DLA Piper Weiss-Tessbach Law Dialogue: Bandion-Ortner plant eigene Kompetenzzentren für Wirtschaftsstrafrecht

Wien (OTS) - Bundesministerin Mag. Claudia Bandion-Ortner kündigte in ihrer Keynote am erstmals stattfindenden "Law Dialogue" der internationalen Rechtsanwaltskanzlei DLA Piper Weiss-Tessbach an, dass sie durch eigene Kompetenzzentren für Wirtschaftsstrafrecht mehr Spezialisierung in der Justiz erreichen will. Bei der Veranstaltung "Wie verändert die Krise den Rechtsstaat?" diskutierten Justizministerin Mag. Claudia Bandion-Ortner, Dr. Claudine Vartian (DLA Piper Weiss-Tessbach), em. o. Univ. Prof. Dr. Rudolf Welser und Mag. Johann Schimatschek (Handelsgericht Wien) vor einem hochkarätigen Publikum in den Wiener Börsesälen.

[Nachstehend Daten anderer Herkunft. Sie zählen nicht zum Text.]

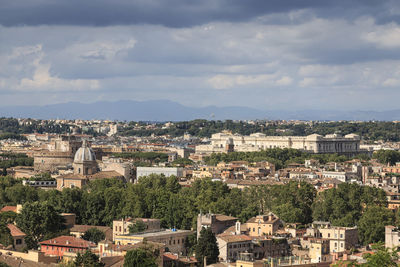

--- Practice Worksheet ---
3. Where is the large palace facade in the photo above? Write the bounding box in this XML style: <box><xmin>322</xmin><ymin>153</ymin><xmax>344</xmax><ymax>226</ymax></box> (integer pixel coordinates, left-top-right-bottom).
<box><xmin>196</xmin><ymin>132</ymin><xmax>364</xmax><ymax>155</ymax></box>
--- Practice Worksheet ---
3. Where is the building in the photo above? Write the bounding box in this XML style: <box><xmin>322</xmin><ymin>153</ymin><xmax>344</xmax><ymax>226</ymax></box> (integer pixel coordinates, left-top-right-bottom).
<box><xmin>136</xmin><ymin>167</ymin><xmax>183</xmax><ymax>179</ymax></box>
<box><xmin>114</xmin><ymin>229</ymin><xmax>193</xmax><ymax>253</ymax></box>
<box><xmin>216</xmin><ymin>234</ymin><xmax>252</xmax><ymax>262</ymax></box>
<box><xmin>306</xmin><ymin>221</ymin><xmax>358</xmax><ymax>253</ymax></box>
<box><xmin>56</xmin><ymin>140</ymin><xmax>125</xmax><ymax>190</ymax></box>
<box><xmin>39</xmin><ymin>236</ymin><xmax>96</xmax><ymax>258</ymax></box>
<box><xmin>197</xmin><ymin>212</ymin><xmax>238</xmax><ymax>238</ymax></box>
<box><xmin>33</xmin><ymin>135</ymin><xmax>82</xmax><ymax>172</ymax></box>
<box><xmin>112</xmin><ymin>218</ymin><xmax>161</xmax><ymax>240</ymax></box>
<box><xmin>7</xmin><ymin>223</ymin><xmax>26</xmax><ymax>250</ymax></box>
<box><xmin>246</xmin><ymin>215</ymin><xmax>283</xmax><ymax>237</ymax></box>
<box><xmin>69</xmin><ymin>224</ymin><xmax>113</xmax><ymax>240</ymax></box>
<box><xmin>309</xmin><ymin>239</ymin><xmax>331</xmax><ymax>263</ymax></box>
<box><xmin>385</xmin><ymin>225</ymin><xmax>400</xmax><ymax>248</ymax></box>
<box><xmin>236</xmin><ymin>253</ymin><xmax>266</xmax><ymax>267</ymax></box>
<box><xmin>196</xmin><ymin>131</ymin><xmax>363</xmax><ymax>155</ymax></box>
<box><xmin>72</xmin><ymin>140</ymin><xmax>98</xmax><ymax>175</ymax></box>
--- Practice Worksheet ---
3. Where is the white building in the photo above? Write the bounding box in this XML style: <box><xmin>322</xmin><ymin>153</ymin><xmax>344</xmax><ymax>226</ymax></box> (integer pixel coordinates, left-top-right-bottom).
<box><xmin>136</xmin><ymin>167</ymin><xmax>183</xmax><ymax>179</ymax></box>
<box><xmin>196</xmin><ymin>132</ymin><xmax>361</xmax><ymax>155</ymax></box>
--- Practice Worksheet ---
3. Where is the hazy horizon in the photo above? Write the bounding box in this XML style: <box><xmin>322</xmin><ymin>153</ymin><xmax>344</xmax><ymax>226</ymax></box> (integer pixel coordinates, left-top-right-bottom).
<box><xmin>0</xmin><ymin>0</ymin><xmax>400</xmax><ymax>111</ymax></box>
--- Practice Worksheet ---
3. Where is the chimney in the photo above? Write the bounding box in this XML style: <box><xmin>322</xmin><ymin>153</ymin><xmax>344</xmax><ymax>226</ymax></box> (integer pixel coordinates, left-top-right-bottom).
<box><xmin>235</xmin><ymin>221</ymin><xmax>241</xmax><ymax>235</ymax></box>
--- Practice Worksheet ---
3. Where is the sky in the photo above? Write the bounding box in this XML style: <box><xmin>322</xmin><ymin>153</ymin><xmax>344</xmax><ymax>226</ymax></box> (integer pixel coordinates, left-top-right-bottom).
<box><xmin>0</xmin><ymin>0</ymin><xmax>400</xmax><ymax>110</ymax></box>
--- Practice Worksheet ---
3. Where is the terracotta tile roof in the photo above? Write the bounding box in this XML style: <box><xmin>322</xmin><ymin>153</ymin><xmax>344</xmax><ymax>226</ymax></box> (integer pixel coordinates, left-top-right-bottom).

"So möchte ich eine Art Spezialeinheit für Wirtschaftsstrafsachen in vier Staatsanwaltschaften am Sitz der Oberstaatsanwaltschaften etablieren, um zielgerichtet die Wirtschaftskriminalität bekämpfen zu können", betonte die Justizministerin in ihrer Keynote gestern Abend in den Börsesälen. Spezialisierte Kompetenzzentren, schnellere Verfahren und verstärkte Abschöpfung der Bereicherung seien Maßnahmen, die sie realisieren werde, um "Schutz durch Recht" auch in schwierigen Zeiten zu gewährleisten und das Vertrauen in den Rechtsstaat zu stärken.

In der anschließenden Podiumsdiskussion wurden einzelne Aspekte der Auswirkungen der Wirtschaftskrise beleuchtet. "Bußgelder und Kautionen in Höhe von dreistelligen Euromillionenbeträgen waren noch vor wenigen Jahren undenkbar" führte DLA Piper Weiss-Tessbach Partner Claudine Vartian als Beispiel für die erkennbar schlagkräftiger werdende Vorgangsweise der nationalen und internationalen Behörden an. Maßnahmen wie etwa "Rewards für Whistleblowing" in England, verstärkte Hausdurchsuchungen oder Kronzeugenregelungen seien an der Tagesordnung. Eindrucksvoll verlieh Prof. Welser seiner Überzeugung Ausdruck, dass die vorhandene Regelungsdichte in den einschlägigen Gesetzen ausreiche, um wirkungsvoll sowohl straf- als auch zivilrechtlich Rechtsdurchsetzungsmöglichkeiten zu bieten.

Johann Schimatschek, der eine Vielzahl von Anlegerprozessen verhandelt, betonte, dass es zur Durchführung dieser Prozesse auch auf Richterseite eines spezifischen Fachwissens bedarf, dieses werde aber justizintern durch Aus- und Weiterbildungsseminare etwa zur Beraterhaftung, eigene Plattformen und verstärkte Vernetzung der damit befassten Richter sichergestellt.

Abschließend wies die Justizministerin daraufhin, dass in Bezug auf die Bilanzdelikte bereits erste Überlegungen angestellt werden, die in mehreren Gesetzen verstreuten Strafbestimmungen in das Kernstrafrecht zu überführen und den derzeit bestehenden Strafrahmen von einem Jahr zu erhöhen.

Abgerundet wurde der Abend mit einem Get Together.Zu der Premiere des "Law Dialogue", einer von DLA Piper Weiss-Tessbach Country Managing Partner Dr. Wieland Schmid-Schmidsfelden ins Leben gerufenen Veranstaltungsreihe fanden sich 160 geladene Gäste ein.